De beroepscommissie heeft de Minister in de gelegenheid gesteld schriftelijk te reageren op het beroep en klager om zijn beroep schriftelijk toe te lichten.
Op grond van haar onderzoek overweegt en beslist de beroepscommissie als volgt.
1. De inhoud van de bestreden beslissing
De Minister heeft klagers verzoek tot het tijdelijk verlaten van de inrichting in het kader van algemeen verlof afgewezen.
2. De standpunten
Klager heeft aangevoerd dat zijn verzoek tot het tijdelijk verlaten van de inrichting ten onrechte is afgewezen. Dit heeft hij als volgt toegelicht. Klager moet buiten de inrichting zaken regelen voor na zijn detentie.
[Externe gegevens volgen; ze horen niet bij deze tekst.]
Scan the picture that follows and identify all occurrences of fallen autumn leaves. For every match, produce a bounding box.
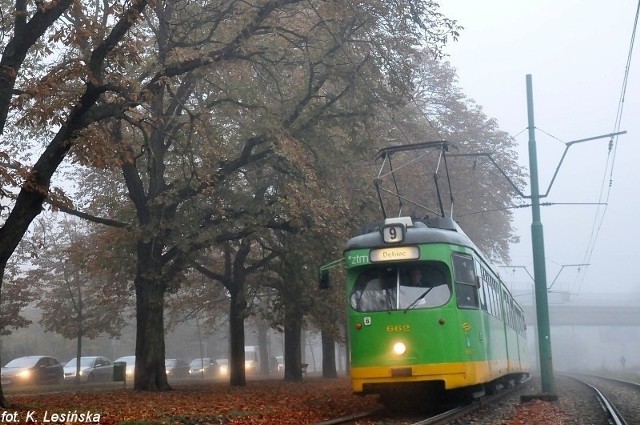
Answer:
[7,378,379,425]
Klager ziet het verlof als enige
optie daarvoor. Het verlof is afgewezen omdat er recidivegevaar is. Klager is het hier niet mee eens. Hij ziet zelf geen enkel probleem om op verlof te gaan.
Namens de Minister is de bestreden beslissing als volgt toegelicht. Op basis van het negatieve advies van het openbaar ministerie is aan klager geen algemeen verlof verleend. Dit advies is onder andere gebaseerd op het recidiverisico, nog versterkt
door
het gegeven dat klager niet aan zijn verslavingsproblematiek wenst te werken en ondersteuning van hulpverleningsinstanties weigert. Het idee van het verlenen van een algemeen verlof van 60 uur lijkt dan ook niet in het voordeel van klager te zijn.
Wellicht is het een beter plan om klager incidenteel verlof te verlenen. Dit om hem de gelegenheid te geven om de juiste voorbereidingen te treffen ten behoeve van zijn terugkeer in de maatschappij op 2 februari 2007. De inrichting kan daartoe
zelfstandig, middels de directie, een besluit nemen.
Op klagers verlofaanvraag zijn de volgende adviezen uitgebracht. De directeur van de locatie Dordtse Poorten te Dordrecht heeft positief geadviseerd ten aanzien van de verlofaanvraag. De officier van justitie bij het arrondissementsparket te Breda
heeft
aangegeven bezwaar te hebben tegen verlofverlening. De politie Midden en West Brabant is om advies gevraagd. Zij heeft niet gereageerd binnen de gestelde termijn, waarmee ervan kan worden uitgegaan dat zij geen bezwaar heeft.
3. De beoordeling
Klager ondergaat een gevangenisstraf van 161 dagen met aftrek, wegens diefstal. Aansluitend dient hij een vervangende hechtenis taakstraf van 20 dagen, een subsidiaire straf van 10 dagen en in totaal vier dagen gevangenisstraf op grond van de Wet
Terwee
te ondergaan. De wettelijk vroegst mogelijke v.i.-datum valt op of omstreeks 2 februari 2007.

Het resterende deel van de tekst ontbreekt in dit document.